The weakness of the West Midlands economy has been vividly exposed by this recession.

Yesterday’s unemployment figures show that the number of unemployed in the region has increased by 77,000 over the past 12 months.

This is more than any other region. And the unemployment rate has gone up by 2.8 per cent – also higher than anywhere else.

The current unemployment rate is 9.3 per cent which, as you may have guessed, is the worst in the country.

But it wasn’t like this before the recession. The North-east had the worst unemployment rate before the banking crisis hit.

What’s happened is that unemployment has risen more quickly in the West Midlands than elsewhere. This has happened despite the devaluation of Sterling, which should have helped manufacturers in the region by making it easier to export, and despite government efforts to get credit into the manufacturing sector.

Ministers initially predicted that the recession would hit all parts of the country more or less equally. That hasn’t happened, and it is the West Midlands which has suffered more than anywhere else.

We need the Government to accept reality and funnel support, such as loan guarantees, where it is really needed – to manufacturers.

In particular, ministers must support the shift towards high-technology manufacturing, such as Jaguar’s research into “green” vehicles.

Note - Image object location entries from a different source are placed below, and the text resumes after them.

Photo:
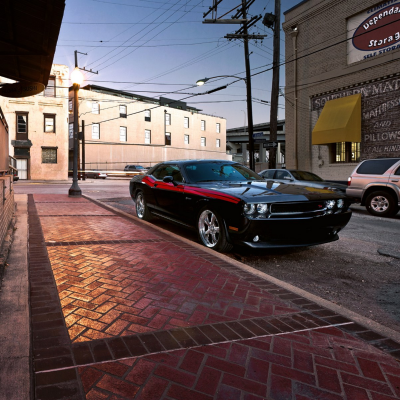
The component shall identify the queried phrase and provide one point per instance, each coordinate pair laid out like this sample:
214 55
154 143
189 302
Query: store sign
374 31
21 89
380 110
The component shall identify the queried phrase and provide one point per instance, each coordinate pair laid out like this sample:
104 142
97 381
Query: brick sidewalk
121 310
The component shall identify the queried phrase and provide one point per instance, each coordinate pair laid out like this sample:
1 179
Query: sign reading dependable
374 31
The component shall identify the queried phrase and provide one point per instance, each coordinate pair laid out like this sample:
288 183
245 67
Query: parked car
96 174
297 177
135 168
228 204
375 184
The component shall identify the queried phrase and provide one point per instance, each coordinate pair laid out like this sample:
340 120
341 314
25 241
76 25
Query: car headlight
330 203
249 208
262 208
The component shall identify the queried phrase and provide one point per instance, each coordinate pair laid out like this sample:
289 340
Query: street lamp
201 82
76 79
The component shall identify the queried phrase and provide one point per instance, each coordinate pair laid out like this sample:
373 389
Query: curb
375 326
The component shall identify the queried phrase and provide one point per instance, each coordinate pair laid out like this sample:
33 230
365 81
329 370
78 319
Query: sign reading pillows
374 31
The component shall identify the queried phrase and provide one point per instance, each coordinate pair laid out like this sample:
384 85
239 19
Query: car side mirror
168 179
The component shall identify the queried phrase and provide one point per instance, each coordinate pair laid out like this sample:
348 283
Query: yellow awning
340 121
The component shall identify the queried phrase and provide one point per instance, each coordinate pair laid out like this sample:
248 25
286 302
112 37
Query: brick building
125 128
38 128
342 84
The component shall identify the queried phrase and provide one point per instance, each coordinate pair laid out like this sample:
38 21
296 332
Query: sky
161 48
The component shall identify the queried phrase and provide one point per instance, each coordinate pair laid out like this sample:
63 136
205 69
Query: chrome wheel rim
379 204
140 205
209 228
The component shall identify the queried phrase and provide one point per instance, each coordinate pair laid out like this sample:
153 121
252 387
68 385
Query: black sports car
229 204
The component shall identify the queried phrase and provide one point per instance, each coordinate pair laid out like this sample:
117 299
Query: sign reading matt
374 31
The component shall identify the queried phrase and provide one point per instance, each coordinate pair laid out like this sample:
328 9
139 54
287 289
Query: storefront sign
374 31
380 116
21 89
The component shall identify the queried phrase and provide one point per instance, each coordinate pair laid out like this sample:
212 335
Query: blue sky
155 47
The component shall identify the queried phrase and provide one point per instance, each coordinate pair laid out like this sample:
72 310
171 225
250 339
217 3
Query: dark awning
29 32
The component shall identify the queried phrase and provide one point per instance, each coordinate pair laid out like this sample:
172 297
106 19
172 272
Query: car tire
142 211
211 230
382 204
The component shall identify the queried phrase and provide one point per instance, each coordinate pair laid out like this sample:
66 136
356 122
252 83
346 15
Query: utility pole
241 33
273 124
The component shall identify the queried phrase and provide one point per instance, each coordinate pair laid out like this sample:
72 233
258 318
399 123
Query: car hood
269 191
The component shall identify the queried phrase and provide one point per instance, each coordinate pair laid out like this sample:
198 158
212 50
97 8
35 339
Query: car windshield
306 176
219 171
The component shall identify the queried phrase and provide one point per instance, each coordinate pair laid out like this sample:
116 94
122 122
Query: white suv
376 185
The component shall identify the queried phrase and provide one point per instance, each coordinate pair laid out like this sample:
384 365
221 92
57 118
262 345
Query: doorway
22 166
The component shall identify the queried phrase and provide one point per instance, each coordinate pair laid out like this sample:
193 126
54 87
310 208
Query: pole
74 190
248 88
83 151
273 134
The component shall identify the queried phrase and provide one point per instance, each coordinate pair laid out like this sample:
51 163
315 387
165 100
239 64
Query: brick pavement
120 310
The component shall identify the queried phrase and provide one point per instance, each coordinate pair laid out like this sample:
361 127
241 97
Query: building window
50 90
49 155
50 123
122 134
147 136
345 152
167 138
22 126
95 108
122 111
96 131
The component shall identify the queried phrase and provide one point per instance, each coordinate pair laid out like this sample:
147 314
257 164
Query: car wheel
142 211
211 231
381 203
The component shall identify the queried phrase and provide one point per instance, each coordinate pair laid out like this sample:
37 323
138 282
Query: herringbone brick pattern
325 364
123 289
70 209
64 229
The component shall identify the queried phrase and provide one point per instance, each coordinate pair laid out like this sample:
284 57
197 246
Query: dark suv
376 185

At the moment, they say they do. Indeed, transforming Britain into a “low-carbon economy” is a favourite topic of Gordon Brown and his business secretary, Lord Mandelson.

But as became clear at a recent hearing of the Business and Enterprise Select Committee, government support for green manufacturing just isn’t getting through.

The Automotive Assistance Programme, launched with much fanfare six months ago, is supposed to provide businesses with loan guarantees for investment in environmentally-friendly technology.

So far, not one business has benefited.

Local figures show that, in Birmingham, 48,493 people are now claiming Jobseeker’s Allowance (the regional figures show unemployment, which is not quite the same thing) – up from 32,963 a year ago. That’s an increase of 47 per cent.

It means 7.7 per cent of the workforce in Birmingham now claims the allowance. The only place with a bigger unemployment problem in the region is Wolverhampton, where the claimant rate is 7.9 per cent.

The increase in places where you wouldn’t expect it is also worrying.

Lichfield, in Staffordshire, had 771 claimants a year ago – now it has 1,998. In other words, the number is two and a half times what it used to be.

Areas which haven’t known real unemployment for decades are now finding out what it’s like.